In my family, with foul (or any other species) “dull“ is the kiss of death. Sending me out into the world after college (I was headed to New York City), having graduated with “meh” grades from my state university, my Mother (who is never over-prescriptive) had only one admonition for me. “I don’t care what you become, honey,“ she said. “Just don’t become dull. I can’t bear dull.” As if, after four years of under-achieving academically (eight if you include high school) in the wilds of rural New England, the City That Never Sleeps was going to turn me dull.

So Patrick and I ditched the turkey on account of its dullness, but we did incorporate the best part of my Mother’s Thanksgiving menu. Her pumpkin pie. She obligingly weighed in with sage advice from afar when I called her, early on in the day, at odds over a tricky crust moment. “Honey,“ she said, scrutinizing my crust via face time “I think you may need to add some flour. It should be moist like a sponge, not wet like a leaking diaper.”

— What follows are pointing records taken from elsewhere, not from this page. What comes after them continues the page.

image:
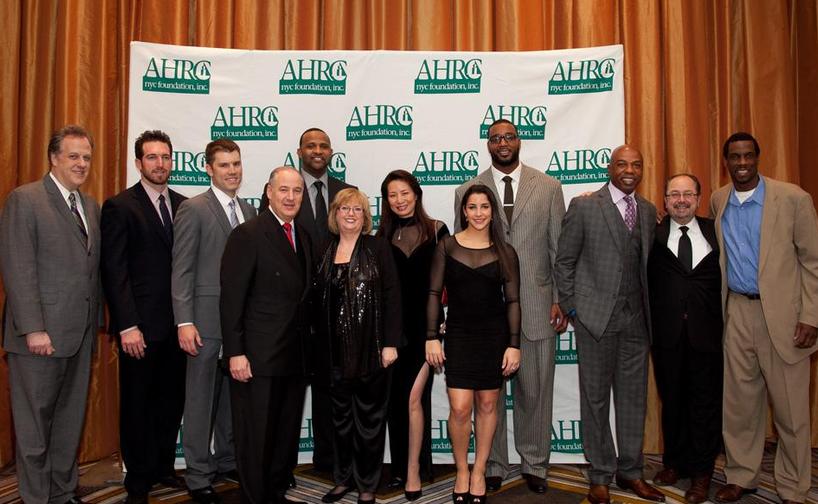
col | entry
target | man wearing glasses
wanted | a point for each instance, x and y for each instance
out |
(533, 207)
(684, 282)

Patrick and I had agreed that our Thanksgiving wold be “low-key,” but I had my doubts. When it comes to meals, my family doesn’t really do low-key. We grew up having a seated dinner, with the whole she-bang — fully set table, cloth napkins, and some sort of centerpiece, etc. — practically every night. The meal didn’t start until everyone was seated, even if that meant waiting an awkwardly long period of time for somebody to finally exit the bathroom. We then said grace aloud together. Nobody got up from the table until everybody was finished, and that included ignoring phone calls or knocks on the door. (Although if somebody was too slow, my brother might ”help” the food to disappear off the culprit’s plate into the mouths of one of the panting dogs tucked under the table.)

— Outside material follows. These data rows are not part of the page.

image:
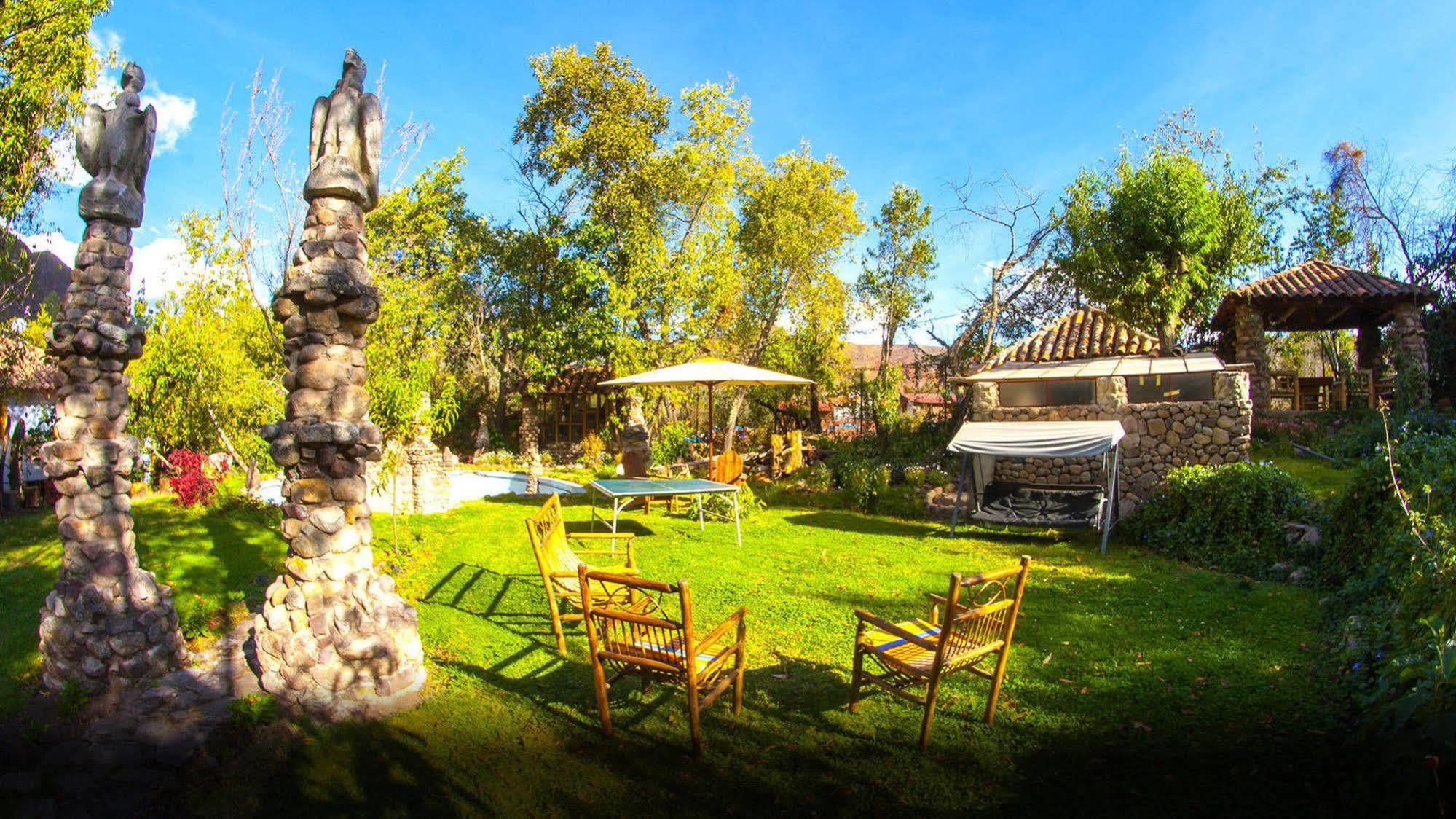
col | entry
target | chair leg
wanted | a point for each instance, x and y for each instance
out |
(555, 624)
(855, 681)
(600, 680)
(929, 712)
(737, 683)
(996, 681)
(692, 721)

This idea that sitting down with loved ones over a meal, paying undivided (if not often snarky) attention to each other is a sacred ritual that has been strongly embraced by my siblings and me, and their children. The first time I joined my just-then divorced brother at his new home for dinner with his kids five years ago, I walked through the door to see his fifteen year-old son rounding the table, putting proper napkins down. “Nice!” I said to him. “Oh, this is every night now,” said my brother. “Thank god,” I thought. We’re back on solid ground after years of chaos (at the table and beyond) with his ex-wife. “Everything is beautiful, and everything’s going to be fine,” I said, hugging him.

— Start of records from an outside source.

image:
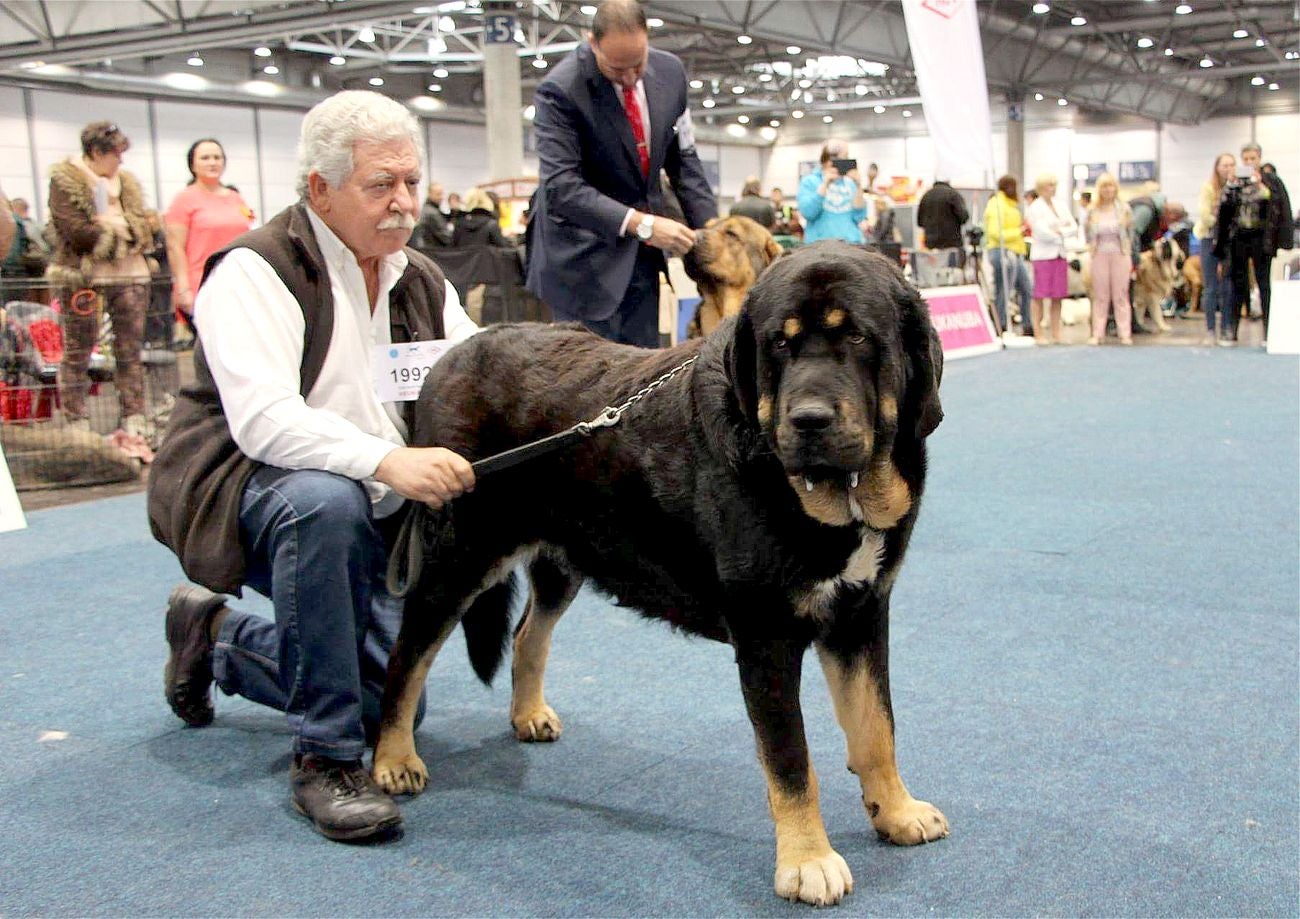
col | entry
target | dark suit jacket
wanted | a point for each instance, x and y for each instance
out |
(590, 176)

On Thanksgiving day this year, the non low-keyness began in the morning. “I don’t think we should have the house cocktail,” Patrick said. (Yes, I have a house cocktail, The Jupiter Spritz, which he concocted during COVID.) “It’s Thanksgiving! I’m going to the market for some fresh herbs and a blood-red orange.”

Not to be outdone, while he was out I decided that the cous cous we had planned (my one other addition to the meal, besides my Mother’s pumpkin pie) would now not do. Instead, I flipped through Ottolenghi’s Jerusalem cookbook and settled on the recipe for Basmati & Wild Rice with Chickpeas, Currants & Herbs. I texted Patrick “Can you pick up currants and a fine sea salt please?” He replied, “We have sea salt.” “But,” I said “it’s medium grain. The recipe calls for fine grain.”

No Ottolenghi recipe is ever simple, I don’t care what some of you have to say about his Simple cookbook. (Patrick and I learned that firsthand because we cooked through that one during Covid.) At 4:00 on Thanksgiving, when I had one pot, one sautée pan and two saucepans on the stove going simultaneously (for a rice dish, CRUSHes!) Patrick started laughing. “It’s the fucking Pomeranian of rices!” he exclaimed. (For you non-dog-conversant readers, that is the very most high maintenance breed of dogs.)

Anyway, things snowballed from there. His “easy” Moroccan chicken dish went into the oven a hour late and then either took much longer than the recipe called for to roast, or my thermometer wasn’t working (we couldn’t tell).

And then the custard wasn’t thickening on my Mother’s pumpkin pie. Patrick and I were opening the oven door and shimmying the dish every few minutes, with no obvious progress. ”I think you need to call Nanny,” he nudged.

“Honey,” she said (she always calls me that) “are you sure you added all the ingredients? It should jiggle like jell-0, as they say in the South. It‘s wiggling like a wave.” In fact, I had left out the eggs. “That’ll do it!” she said, before devising a rescue mission for the custard so absurd I am going to skip through the steps to avoid exasperation.

I think our lack of concentration was not so much owing to Patrick’s special Thanksgiving cocktail (which we named a Holly Paloma), but to the fact that we were singing (loudly, and badly) to his holiday playlist playing on my Sonos system in the background, and dancing with my dog Ricky, who was feeling left out.

We were also, even at five hours in, doing an awful lot of talking.

At one point Patrick said “Did I ever tell you about my two sorority roommates in college?”

“The one whose Father was an NRA lobbyist?“ (He went to college in Virginia, where that can happen.) “Or the vixen?” I asked.

“Yeah, so I guess I did tell you. The vixen, you’ll remember, was having a fetishy sexual thing with my other roommate’s long-term boyfriend. She got caught in flagrante delicto. Really cruel. And, by the way, I think they did it on my bed at one point. So gross.”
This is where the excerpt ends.